Tatsächlich aber hatte das Sterben im Kessel von Stalingrad weniger mit dem selbstgewählten Untergang der Burgunder als mit einer Strategie aus dem 3. Jahrhunder v. Chr. zu tun. Da hatte nämlich der kathagische Feldherr Hannibal die Kesselschlacht erfunden und in der Schlacht am trasimenischen See vorgeführt, was effizientes Schlachten bedeuten kann. Sein überwiegend aus Sölndern bestehendes Heer tötete in nur drei Stunden ca. 20.000 Soldaten der römischen Legionen – mit einer Effizienz und Geschwindigkeit der Vernichtung, die erst fast 2000 Jahre später, mit den Mitteln moderner Waffentechnologien, an den festgefahrenen Fronten des ersten Weltkriegs an der Marne und Somme wieder erreicht werden sollte. Und eben auf Grund der Erfahrungen des 1. Weltkriegs, griffen Strategen wie Erich v. Mannstein auf die Strategie Hannibals zurück und so wurden, in mehr als 20 Kesselschlachten, während des zweiten Weltkriegs mittels schneller Einkreisung ganze Armeen vernichtet.

 

Das Prinzip der Einkesselung mit anschließender Auslöschung wurde aber nicht nur für militärische Ziele genutzt, sondern von der Wehrmacht auch ausgiebig auf seine Anwendbarkeit für die Vernichtung von Zivilisten getestet: 900 Tage lang dauerte die „Blockade“ von Leningrad und führte zum Tod von mehr als 1.000.000 Einwohnern, die angestrebte vollkommene Auslöschung des vormaligen St.
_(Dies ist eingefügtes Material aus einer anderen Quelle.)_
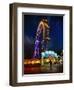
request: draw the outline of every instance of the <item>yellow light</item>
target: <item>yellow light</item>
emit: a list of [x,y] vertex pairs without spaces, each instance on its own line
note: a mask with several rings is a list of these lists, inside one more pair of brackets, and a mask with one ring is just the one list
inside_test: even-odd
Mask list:
[[46,62],[49,62],[49,59],[46,59]]
[[40,61],[39,61],[39,60],[37,60],[37,61],[36,61],[36,63],[38,64],[38,63],[40,63]]

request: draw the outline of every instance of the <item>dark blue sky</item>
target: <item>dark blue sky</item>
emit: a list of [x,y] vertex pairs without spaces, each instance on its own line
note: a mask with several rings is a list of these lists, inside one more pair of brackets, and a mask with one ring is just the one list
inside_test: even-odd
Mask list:
[[25,54],[27,56],[33,54],[35,35],[38,23],[42,18],[47,18],[51,29],[49,49],[55,51],[63,50],[63,16],[24,15],[24,50],[26,52],[31,51]]

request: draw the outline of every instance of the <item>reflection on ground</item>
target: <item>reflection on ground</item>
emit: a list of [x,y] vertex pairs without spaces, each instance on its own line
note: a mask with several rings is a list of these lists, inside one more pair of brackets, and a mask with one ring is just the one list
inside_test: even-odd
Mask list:
[[40,73],[62,73],[63,72],[63,63],[61,62],[47,62],[41,65],[40,60],[35,60],[24,63],[24,74],[40,74]]

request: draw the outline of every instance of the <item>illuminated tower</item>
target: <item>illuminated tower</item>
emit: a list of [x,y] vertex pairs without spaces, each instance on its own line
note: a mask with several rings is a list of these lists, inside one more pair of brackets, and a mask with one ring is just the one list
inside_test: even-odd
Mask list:
[[50,27],[48,25],[47,19],[42,19],[38,25],[36,32],[33,58],[42,58],[41,52],[45,52],[48,50],[48,43],[50,40],[49,31]]

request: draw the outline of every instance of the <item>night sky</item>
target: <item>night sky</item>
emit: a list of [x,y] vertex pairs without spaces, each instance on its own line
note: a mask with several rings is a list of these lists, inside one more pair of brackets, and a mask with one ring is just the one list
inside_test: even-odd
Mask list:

Petersburg wurde aber trotzdem nicht erreicht.

 

Die Möglichkeit der ZERnichtung+ auch ziviler Ziele durch Einkesselung und Auslöschung verweist aber, parallel zu der militärischen Verbindung von Hannibal bis v. Mannstein, auf eine andere Tradition dieser Form der konzentrierten Vernichtung, quasi als ein quasi ziviles Pendent zur miliärischen Kesselschlacht. Nicht nur die Wehrmacht vor Leningrad, sondern auch die Todesperfektionisten der SS konnten dafür in der Polis der griechischen Antike und deren „Menschenbild“ einen historischen und philosophischen Anknüpfungspunkt finden.

 

Die zahlreichen Poleis, die Stadtstaaten der griechischen Antike, bieten nämlich nicht nur Vorbilder für so gut wie jede denkbare Staats- und Regierungsform von Demokratie bis Tyrannis, sondern sie sind auch Muster für jedwedes totalitäre System: Die griechische Polis stand für eine vollkommene und uneingeschränkte Identifikation der Vollbürger mit ihr selbst. Die Polis bedeutete für ihre Vollbürger – und nur für diese – einfach ALLES: Heimat, Religion, Sinn. Einwohner der Polis waren die männlichen Vollbürger, in Abstufung minderwertigere Menschen und Sklaven. Aristoteles unterschied zwischen Menschen als grundsätzlich vernunftbegabte Wesen und Sklaven, die nicht nur minderwertig, sondern eine reine Negation des Menschen seien und begründete dieses Menschenbild als natürliche Ordnung.

 

Kriege zwischen den Poleis wurden daher nicht von Menschen gegen Menschen, sondern von Polisbürgern gegen Nicht- oder Untermenschen geführt. Ein absoluter Sieg war daher auch dann noch nicht erreicht, wenn eine völlige Zerstörung eines dieser Stadtstaaten, inklusive Tötung aller kampffähigen männlichen Bürger und Versklavung aller Frauen und Kinder stattgefunden hatte. Erst dann, wenn die Böden gesalzen und alle Olivenbäume verbrannt waren und somit eine Wiederbesiedelung während mindestens eines Menschenalters nicht mehr möglich war, war ein Sieg vollkommen.

 

Himmler und seine Schergen konnten mit dem Konzept der Konzentrationslager problemlos auf das Menschen- bzw. Unter- oder Nichtmenschenbild eines Aristoteles und die Totalität des Vernichtungswillens der antiken Poleis zurückgreifen. Erst die ganz neue Forschung (Ana Rubio-Serrano, 2016) hat richtig erkannt, dass Auschwitz nichts anderes war als der Prototyp einer idealen Polis. Für die Theoretiker der SS bildete das Polis-System des KZ Auschwitz die Natur selbst ab, eine Natur in der der Stärkere über den Schwächeren herrschen und triumphieren muss, weil er sonst selbst gegen die Prinzipien der Polis, und damit gegen das Absolute an sich verstoßen würde.

 

Von Hannibal bis v. Manstein, von Theben 335 v. Chr. bis zu den industriellen Vernichtungszentren des 20. Jahrhunderts reicht daher das Konzept einer kreisförmigen, konzentrierten Auslöschung: präzise eingegrenzt, ausweglos, unerbittlich – so präsentieren sich über Jahrtausende die „Roten Plätze“.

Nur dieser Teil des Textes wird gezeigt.